The importance of surface treatment technology is increasingly prominent in high-precision machining parts. Whether it is automobiles, aerospace, electronic products, or medical devices, high-precision and high smoothness surface treatment is the key to ensuring product quality and performance. Among various surface treatment technologies, laser polishing technology is gradually being applied in the industrial field due to its advantages of high efficiency, precision, and strong controllability.

The specific mechanisms are as follows:

When the interaction between laser and metal materials is dominated by thermal effects, the laser polishing mechanism on the metal surface is a shallow melting mechanism at lower laser energy densities. After the surface peaks melt, the melt flows towards nearby valleys under capillary force, resulting in a smooth surface with a melting depth of only a few micrometers to tens of micrometers, hence also known as "laser micro polishing". The laser polishing surface under this mechanism is very smooth, with a surface roughness of several tens of nanometers, but the reduction rate of surface roughness (10%~60%) is relatively small.

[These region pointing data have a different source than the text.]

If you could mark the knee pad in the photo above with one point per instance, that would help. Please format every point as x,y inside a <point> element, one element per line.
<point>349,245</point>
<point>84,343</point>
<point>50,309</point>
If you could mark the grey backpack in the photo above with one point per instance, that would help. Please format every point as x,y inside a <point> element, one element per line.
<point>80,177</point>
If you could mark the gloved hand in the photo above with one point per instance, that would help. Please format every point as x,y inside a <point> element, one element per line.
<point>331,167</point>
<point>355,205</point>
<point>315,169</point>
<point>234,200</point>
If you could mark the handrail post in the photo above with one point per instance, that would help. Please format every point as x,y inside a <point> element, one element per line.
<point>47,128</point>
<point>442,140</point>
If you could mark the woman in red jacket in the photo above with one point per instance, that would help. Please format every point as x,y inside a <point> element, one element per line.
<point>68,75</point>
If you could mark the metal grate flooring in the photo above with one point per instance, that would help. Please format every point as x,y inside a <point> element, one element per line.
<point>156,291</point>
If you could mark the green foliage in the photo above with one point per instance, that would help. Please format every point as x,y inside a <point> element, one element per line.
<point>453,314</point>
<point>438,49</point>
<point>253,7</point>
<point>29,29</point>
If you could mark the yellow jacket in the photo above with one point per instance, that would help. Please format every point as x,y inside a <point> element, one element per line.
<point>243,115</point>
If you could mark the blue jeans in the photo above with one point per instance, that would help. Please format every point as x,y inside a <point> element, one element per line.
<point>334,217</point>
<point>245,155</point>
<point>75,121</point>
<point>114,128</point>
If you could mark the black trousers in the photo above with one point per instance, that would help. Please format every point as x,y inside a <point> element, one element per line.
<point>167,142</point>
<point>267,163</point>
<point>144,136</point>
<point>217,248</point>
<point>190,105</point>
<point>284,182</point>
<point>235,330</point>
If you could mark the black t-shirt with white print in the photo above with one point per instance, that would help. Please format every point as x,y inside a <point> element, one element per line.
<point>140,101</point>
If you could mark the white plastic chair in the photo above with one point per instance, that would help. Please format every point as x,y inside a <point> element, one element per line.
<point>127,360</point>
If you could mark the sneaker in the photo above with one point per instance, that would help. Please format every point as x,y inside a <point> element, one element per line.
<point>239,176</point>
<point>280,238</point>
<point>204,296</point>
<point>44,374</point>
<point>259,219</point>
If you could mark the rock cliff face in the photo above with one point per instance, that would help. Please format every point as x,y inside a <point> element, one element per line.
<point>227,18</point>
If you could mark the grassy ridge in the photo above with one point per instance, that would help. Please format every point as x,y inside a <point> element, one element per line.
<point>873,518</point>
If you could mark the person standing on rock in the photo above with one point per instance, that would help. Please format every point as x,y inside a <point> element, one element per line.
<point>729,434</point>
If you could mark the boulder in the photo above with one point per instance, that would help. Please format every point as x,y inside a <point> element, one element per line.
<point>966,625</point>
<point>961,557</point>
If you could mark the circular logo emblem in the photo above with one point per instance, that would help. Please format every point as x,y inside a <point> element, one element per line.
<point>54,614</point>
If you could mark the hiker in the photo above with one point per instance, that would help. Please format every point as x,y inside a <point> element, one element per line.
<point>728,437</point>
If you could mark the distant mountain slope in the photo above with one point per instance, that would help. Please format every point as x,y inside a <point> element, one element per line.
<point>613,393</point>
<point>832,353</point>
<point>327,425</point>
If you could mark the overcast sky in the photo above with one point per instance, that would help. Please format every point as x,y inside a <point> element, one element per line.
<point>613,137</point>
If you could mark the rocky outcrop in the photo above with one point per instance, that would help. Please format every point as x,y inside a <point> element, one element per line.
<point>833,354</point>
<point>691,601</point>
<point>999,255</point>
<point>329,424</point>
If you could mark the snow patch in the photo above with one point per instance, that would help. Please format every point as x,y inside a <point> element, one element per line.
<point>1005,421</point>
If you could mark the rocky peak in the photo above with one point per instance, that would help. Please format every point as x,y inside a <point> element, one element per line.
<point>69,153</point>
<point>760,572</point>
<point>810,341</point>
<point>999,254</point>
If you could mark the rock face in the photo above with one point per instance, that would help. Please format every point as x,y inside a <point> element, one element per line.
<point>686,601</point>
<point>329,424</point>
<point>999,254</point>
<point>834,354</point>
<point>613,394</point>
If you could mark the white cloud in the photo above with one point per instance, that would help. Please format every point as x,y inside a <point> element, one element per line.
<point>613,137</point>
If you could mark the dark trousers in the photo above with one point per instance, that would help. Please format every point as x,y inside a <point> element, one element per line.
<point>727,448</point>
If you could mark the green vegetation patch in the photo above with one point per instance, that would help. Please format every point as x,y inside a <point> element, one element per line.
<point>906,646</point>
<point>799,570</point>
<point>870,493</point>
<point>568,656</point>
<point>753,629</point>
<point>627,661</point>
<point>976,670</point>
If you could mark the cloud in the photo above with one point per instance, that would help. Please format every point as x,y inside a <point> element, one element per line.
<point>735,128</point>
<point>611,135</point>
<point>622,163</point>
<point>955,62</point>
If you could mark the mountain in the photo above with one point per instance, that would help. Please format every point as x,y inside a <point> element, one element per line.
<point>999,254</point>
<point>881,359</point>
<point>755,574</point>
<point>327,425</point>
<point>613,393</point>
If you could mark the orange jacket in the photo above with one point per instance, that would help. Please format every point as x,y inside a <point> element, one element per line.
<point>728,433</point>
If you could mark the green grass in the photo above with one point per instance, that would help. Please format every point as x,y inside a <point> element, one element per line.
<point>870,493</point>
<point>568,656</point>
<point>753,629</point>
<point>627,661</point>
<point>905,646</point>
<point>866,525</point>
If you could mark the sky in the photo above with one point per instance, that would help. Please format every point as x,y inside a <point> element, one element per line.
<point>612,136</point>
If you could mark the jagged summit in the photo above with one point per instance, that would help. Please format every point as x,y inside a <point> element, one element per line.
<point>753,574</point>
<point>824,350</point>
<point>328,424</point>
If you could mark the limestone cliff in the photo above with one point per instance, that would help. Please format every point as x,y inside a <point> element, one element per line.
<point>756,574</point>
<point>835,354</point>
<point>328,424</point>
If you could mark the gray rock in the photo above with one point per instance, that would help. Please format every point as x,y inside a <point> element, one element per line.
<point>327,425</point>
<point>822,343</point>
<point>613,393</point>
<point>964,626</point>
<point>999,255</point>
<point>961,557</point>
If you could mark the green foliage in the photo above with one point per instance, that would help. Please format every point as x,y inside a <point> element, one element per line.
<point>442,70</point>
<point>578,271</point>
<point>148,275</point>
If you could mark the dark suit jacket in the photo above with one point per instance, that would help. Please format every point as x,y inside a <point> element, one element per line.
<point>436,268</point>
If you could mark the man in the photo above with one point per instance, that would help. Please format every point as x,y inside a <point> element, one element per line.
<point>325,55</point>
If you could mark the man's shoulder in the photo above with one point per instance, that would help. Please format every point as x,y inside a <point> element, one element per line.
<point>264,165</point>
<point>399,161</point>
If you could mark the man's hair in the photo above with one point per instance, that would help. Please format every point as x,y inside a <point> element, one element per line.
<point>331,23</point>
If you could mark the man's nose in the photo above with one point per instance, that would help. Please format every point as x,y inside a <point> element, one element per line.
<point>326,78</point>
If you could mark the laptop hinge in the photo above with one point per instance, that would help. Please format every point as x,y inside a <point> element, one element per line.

When the interaction between laser and metal materials is dominated by thermal effects, at higher laser energy densities, the laser polishing mechanism on metal surfaces is often a surface over melting mechanism. Unlike the shallow surface melting mechanism, the surface melting depth under the excessive melting mechanism is greater than the vertical distance between the maximum peak and valley on the surface, and the melting depth can reach hundreds of micrometers. The melt duration is longer, and Marangoni convection occurs in the melt pool, causing the material surface to redistribute over a large area and obtain a smooth polished surface.
③ Ablation gasification mechanism

When the interaction between laser and material is ablative gasification, the surface material is instantly vaporized and removed, thereby achieving laser polishing. The lasers used include nanosecond, picosecond, and femtosecond lasers. Under the mechanism of ablative gasification, the substrate will also have a certain thermal melting effect, but this thermal melting effect is very small compared to the over melting mechanism. Part of the laser energy is consumed during material removal, resulting in a lower laser thermal effect on the substrate. In this case, the polishing process is the result of the combined action of ablation gasification mechanism and melting mechanism.
④ Photochemical mechanism

The photochemical mechanism also has the function of removing surface materials, but without thermal effects. The commonly used lasers are short wavelength ultra short pulse lasers and excimer lasers, such as ultraviolet/femtosecond lasers. The processing mechanism is that the photon energy absorbed by the surface of the material can directly break the chemical bonds in the material, promote the dissociation of the material, and thus achieve laser polishing. When photochemical reactions occur, due to the rate at which chemical bonds are broken being greater than their binding rate, the material in the processing area rapidly expands, local air pressure rapidly increases, and separates from the matrix material in the form of Coulomb explosion, taking away excess energy. The entire processing process generates very little heat, hence it is called "cold" processing.